National Housing Controls Would Shrink Supply of Affordable Housing

COMMENTARY Housing

National Housing Controls Would Shrink Supply of Affordable Housing

Mar 6, 2020 2 min read
COMMENTARY BY
Joel Griffith

Research Fellow, Thomas A. Roe Institute

Joel is a Research Fellow in the Thomas A. Roe Institute for economic policy studies at The Heritage Foundation.
Would federal control of the private home rental market make housing more affordable? Sen. Bernard Sanders of Vermont seems to think so. Mint Images/Getty Images

Key Takeaways

A key element of this “Housing for All” proposal is to establish a national rent-control program.

For the last 20 years, rental costs have increased at a greater pace than inflation. Nationally, rental costs increased 36% in just the last decade.

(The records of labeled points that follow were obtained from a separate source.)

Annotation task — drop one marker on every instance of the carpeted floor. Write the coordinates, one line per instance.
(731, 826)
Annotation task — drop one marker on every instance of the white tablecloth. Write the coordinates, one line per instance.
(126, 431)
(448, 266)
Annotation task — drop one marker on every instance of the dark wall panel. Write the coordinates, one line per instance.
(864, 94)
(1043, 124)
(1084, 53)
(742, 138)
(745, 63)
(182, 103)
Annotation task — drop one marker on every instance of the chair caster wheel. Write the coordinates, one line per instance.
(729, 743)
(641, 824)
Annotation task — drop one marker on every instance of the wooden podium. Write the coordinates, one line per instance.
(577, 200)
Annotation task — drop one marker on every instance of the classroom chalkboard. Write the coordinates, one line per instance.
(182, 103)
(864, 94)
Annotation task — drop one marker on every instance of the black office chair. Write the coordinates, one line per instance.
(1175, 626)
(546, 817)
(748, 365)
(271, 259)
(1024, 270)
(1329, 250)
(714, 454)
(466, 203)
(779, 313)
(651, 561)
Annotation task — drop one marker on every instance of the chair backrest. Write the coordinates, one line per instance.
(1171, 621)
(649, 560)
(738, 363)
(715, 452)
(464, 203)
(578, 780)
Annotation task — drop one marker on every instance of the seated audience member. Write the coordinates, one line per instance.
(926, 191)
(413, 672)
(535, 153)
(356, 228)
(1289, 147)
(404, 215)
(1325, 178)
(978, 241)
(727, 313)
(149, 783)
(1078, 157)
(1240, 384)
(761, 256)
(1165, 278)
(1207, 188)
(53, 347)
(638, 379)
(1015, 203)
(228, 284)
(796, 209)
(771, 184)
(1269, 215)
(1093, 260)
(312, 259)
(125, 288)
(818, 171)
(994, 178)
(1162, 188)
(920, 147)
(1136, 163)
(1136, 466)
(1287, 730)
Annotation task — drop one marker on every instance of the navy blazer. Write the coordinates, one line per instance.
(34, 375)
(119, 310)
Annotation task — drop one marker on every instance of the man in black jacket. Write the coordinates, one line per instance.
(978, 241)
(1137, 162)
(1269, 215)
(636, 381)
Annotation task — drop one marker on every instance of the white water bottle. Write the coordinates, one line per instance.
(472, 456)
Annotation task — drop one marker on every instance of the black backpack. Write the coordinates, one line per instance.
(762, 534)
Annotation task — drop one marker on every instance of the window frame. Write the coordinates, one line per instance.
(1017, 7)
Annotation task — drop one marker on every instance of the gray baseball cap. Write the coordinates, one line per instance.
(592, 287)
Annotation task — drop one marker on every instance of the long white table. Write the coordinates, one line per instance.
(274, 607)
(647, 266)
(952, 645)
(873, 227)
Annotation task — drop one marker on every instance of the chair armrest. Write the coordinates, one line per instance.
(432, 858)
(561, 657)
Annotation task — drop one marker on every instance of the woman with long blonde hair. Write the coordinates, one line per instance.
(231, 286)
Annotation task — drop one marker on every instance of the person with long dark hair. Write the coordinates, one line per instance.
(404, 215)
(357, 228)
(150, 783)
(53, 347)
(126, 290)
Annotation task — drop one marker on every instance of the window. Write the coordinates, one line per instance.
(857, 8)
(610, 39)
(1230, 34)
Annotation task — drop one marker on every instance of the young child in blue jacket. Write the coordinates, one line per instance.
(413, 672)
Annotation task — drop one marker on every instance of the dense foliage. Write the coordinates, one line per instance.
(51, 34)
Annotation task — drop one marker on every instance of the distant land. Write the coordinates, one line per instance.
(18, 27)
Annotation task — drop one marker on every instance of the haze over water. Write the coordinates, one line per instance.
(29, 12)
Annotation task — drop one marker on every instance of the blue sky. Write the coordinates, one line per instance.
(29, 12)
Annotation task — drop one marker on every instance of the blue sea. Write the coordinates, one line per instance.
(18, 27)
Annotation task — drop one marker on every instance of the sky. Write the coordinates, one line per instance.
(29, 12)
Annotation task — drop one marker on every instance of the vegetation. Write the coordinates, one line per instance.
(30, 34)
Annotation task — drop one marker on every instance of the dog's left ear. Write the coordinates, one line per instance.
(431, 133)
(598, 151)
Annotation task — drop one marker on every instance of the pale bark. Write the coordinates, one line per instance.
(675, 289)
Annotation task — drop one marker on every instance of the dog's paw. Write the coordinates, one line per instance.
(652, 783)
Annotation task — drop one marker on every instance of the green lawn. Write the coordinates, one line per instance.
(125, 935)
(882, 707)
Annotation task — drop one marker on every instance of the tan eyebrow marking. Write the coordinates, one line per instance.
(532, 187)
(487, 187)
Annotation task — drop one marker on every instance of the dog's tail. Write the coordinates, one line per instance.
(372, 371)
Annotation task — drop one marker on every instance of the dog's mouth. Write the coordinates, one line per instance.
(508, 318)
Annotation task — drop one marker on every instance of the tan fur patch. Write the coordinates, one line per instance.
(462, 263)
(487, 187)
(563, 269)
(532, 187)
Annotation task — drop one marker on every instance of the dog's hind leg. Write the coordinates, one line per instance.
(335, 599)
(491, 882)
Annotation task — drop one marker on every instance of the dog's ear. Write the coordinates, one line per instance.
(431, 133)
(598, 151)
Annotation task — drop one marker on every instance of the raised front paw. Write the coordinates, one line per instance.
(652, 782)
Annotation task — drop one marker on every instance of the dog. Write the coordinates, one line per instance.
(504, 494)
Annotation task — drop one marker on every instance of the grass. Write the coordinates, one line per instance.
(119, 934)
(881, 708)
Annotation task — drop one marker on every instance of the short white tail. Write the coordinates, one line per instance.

Artificially depressing rents and handcuffing property managers does nothing to solve the affordable housing problem.

Would federal control of the private home rental market make housing more affordable? Sen. Bernard Sanders of Vermont seems to think so.

A key element of his “Housing for All” proposal is to establish a national rent-control program. It would prohibit landlords from increasing rents more than 3% annually or 1.5 times the rate of inflation, whichever is higher. The only way landlords would be able to exceed these limits is to demonstrate to the satisfaction of federal bureaucrats that they have made “significant capital improvements” that would justify a larger increase.

The rent-control component is just the start of federal intervention in the rental market. The Vermont socialist also proposes a 25% tax on house flipping, a 2% property tax on vacant properties, and steep curbs on evictions—plus a myriad of other restrictions.

Unfortunately, this plan embraces some of the worst local policies already in existence. And experience with those policies demonstrates that they wind up shrinking the supply of housing—harming both renters and property owners.

Many see rent control as a quick fix for a long-term problem. For the last 20 years, rental costs have increased at a greater pace than inflation. Nationally, rental costs increased 36% in just the last decade.

Some urban areas have experienced far steeper jumps in rent. For instance, rental costs in the Seattle metro area jumped 55% over the last decade. And rents in the largely rent-controlled San Francisco metro area soared 57%—both nearly triple the overall rate of inflation.

Stringent zoning restrictions, density limitations, and aggressive environmental regulation limit the supply of housing while increasing the costs of construction.

Regulations often account for more than 30% of the costs of rental housing construction, a reality that rental and ownership costs must reflect. Reforming land-use laws—in effect, increasing supply—would be a big step in the right direction. With increased supply, rental prices could plateau or even decline.

Rather than ease pressure, rent control compounds the problem of affordability. It does nothing to make housing less costly to build while having the perverse effect of shrinking future supply by deterring new construction and giving landlords fewer incentives to spend on upkeep and remodeling.

As far back as 1965, Gunnar Myrdal, one of the visionaries behind Sweden’s welfare state, warned, “Rent control has in certain Western countries constituted, maybe, the worst example of poor planning by governments lacking courage and vision.” Economics professor Assar Lindbeck, Myrdal’s fellow Swede, cautioned in 1972, “In many cases rent control appears to be the most efficient technique presently known to destroy a city—except for bombing.”

In 1989, Vietnam’s leadership linked the abject condition of Hanoi’s housing directly to rent control. Then-Foreign Minister Nguyen Co Thach said, “The Americans couldn’t destroy Hanoi, but we have destroyed our city by very low rents. We realized it was stupid and that we must change policy.”

Government intrusion in the housing market—whether motivated by good intentions, blatant political maneuvering, or a raw appetite for power—has stoked an affordability crisis. Layering on even more intervention would only add fuel to the fire.

Artificially depressing rents and handcuffing property managers does nothing to solve the affordable housing problem. Forcing the entire nation to model Portland, New York City, and San Francisco will only force renters to live in more dilapidated conditions and dampen interest in building additional units.

Beyond these quite practical problems associated with rent control lies an even larger issue. This kind of heavy-handed intervention in the rental market is nothing less than an assault on fundamental private-property rights.